Inspired by the mystery of a crab apple tree discovered on an uninhabited outer-Hebridean island, the lonely species potentially being there since the last ice age, poet Marjorie Lotfi reads her poem "The Hebridean Crab Apple." Sat beneath the exquisite beauty and powerful roots of a tree closer to home, she questions whether home is a place, or a decision to stay.

2. After the Blue Note Closes, directed by Rob Akin

Poet Anthony Anaxagorou reads "After the Blue Note Closes," a poem from America by Larry Levis. Sitting in an empty, urban bar, the poet is alone, except for the hum of city nightlife and sounds of jazz coming over the speakers. This attentive film mirrors his sense of emptiness, as he moves back and forth between memories of loss, human connection and relationships past.


3. Right Now I’m Standing
, directed by Rob Akin

Poet Jason Allen-Paisant reads his own poem, "Right Now I’m Standing." Set in a black-and-white woodland in the shadow of a plantation house, the film brings into focus Allen-Paisant’s reflections on Blackness and landscape, on what trees and nature hold.
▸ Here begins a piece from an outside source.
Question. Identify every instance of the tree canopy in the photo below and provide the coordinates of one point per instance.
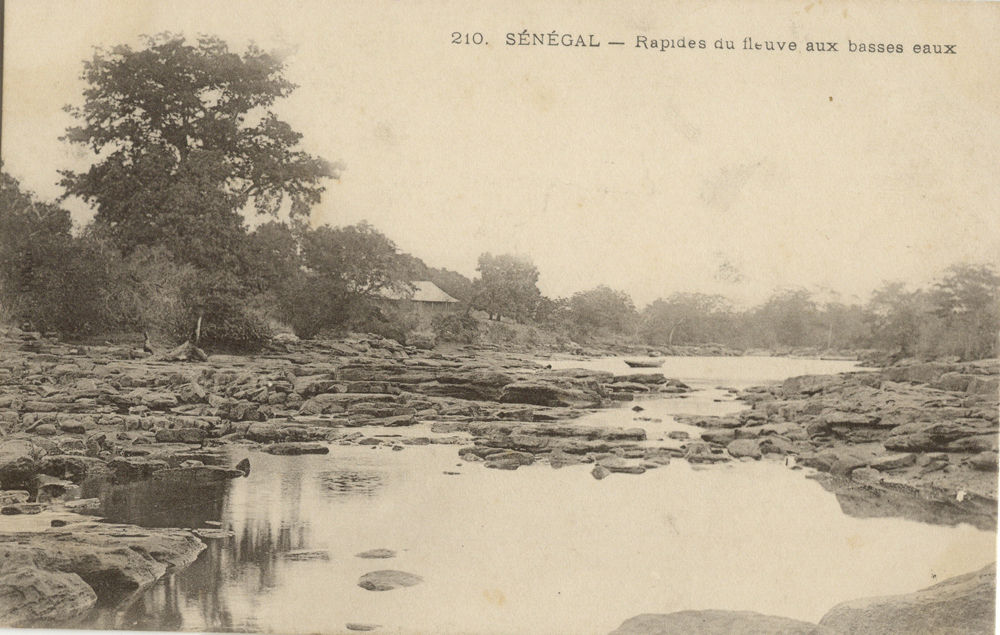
(185, 140)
4. Kubla Khan, directed by Savannah Acquah

Poet Jo Clement reads a poem by the Romantic poet Samuel Taylor Coleridge, "Kubla Khan." The film is set in an enchanting green woodland, featuring a dream-like waterfall, and evokes the beauty, mysticism and prophetic warning of this famous English poem.


5.
Prayer, directed by Savannah Acquah

Poet Marjorie Lotfi reads "Prayer," a poem by the late John Burnside. The film, set against the backdrop of a murmuration of birds and the burning flames of a wood fire—each image beautiful in its simplicity—asks us to rejoice in what we already are and have.

6. Things Already Lost, directed by Rob Akin

Poet Anthony Anaxagorou reads his poem "Things Already Lost." The film begins with raindrops in a grey puddle and moves with the poet between muted, melancholic images, reminding us of the loss running through Anaxagorou’s heartfelt poem.

7. The Silence of Plants, directed by Rob Akin

Poet Jason Allen-Paisant reads "The Silence of Plants," a poem by the Polish poet Wisława Szymborska. The film opens with a cacophony of nature playing out, placing the viewer in the treetops, then immersed in the flowers by our feet, encouraging us to wonder at the relationship we have with the earth, animals, and plants.


8. Playing Cards
, directed by Savannah Acquah

In an idyllic Cumbrian landscape, home to the Appleby Horse Fair’s annual gathering of Gypsy, Roma, and Traveller communities in the UK, poet Jo Clement reads her poem "Playing Cards," which speaks to her own British-Gypsy heritage. Clement conjures in powerful imagery the long persecution and discrimination endured by Gypsy, Roma, and Traveller people


WritersMosaic Founding Editor Gabriel Gbadamosi says: “The approach to curating these poets and filmmakers is an extension of WritersMosaic's mission to highlight and support the work of global majority writers who constitute a new literary mainstream in the UK—international in outlook and richly diverse in their literary input to our developing culture and society. The four poets reflect this (at times, breathtaking) range: Jason Allen-Paisant (Jamaica), Marjorie Lotfi (Iran and the United States), Jo Clement (Romany-Traveller) and Anthony Anaxagorou (Cyprus), all of whom are now British writers.”

Adrian Brinkerhoff Poetry Foundation Executive Director Amy Holmes says: “We are proud to produce this series in partnership with WritersMosaic, and to add a new dimension to the work of these outstanding poets through film. Through this collaboration, we invite new audiences to experience the creativity of today’s British poets and filmmakers.”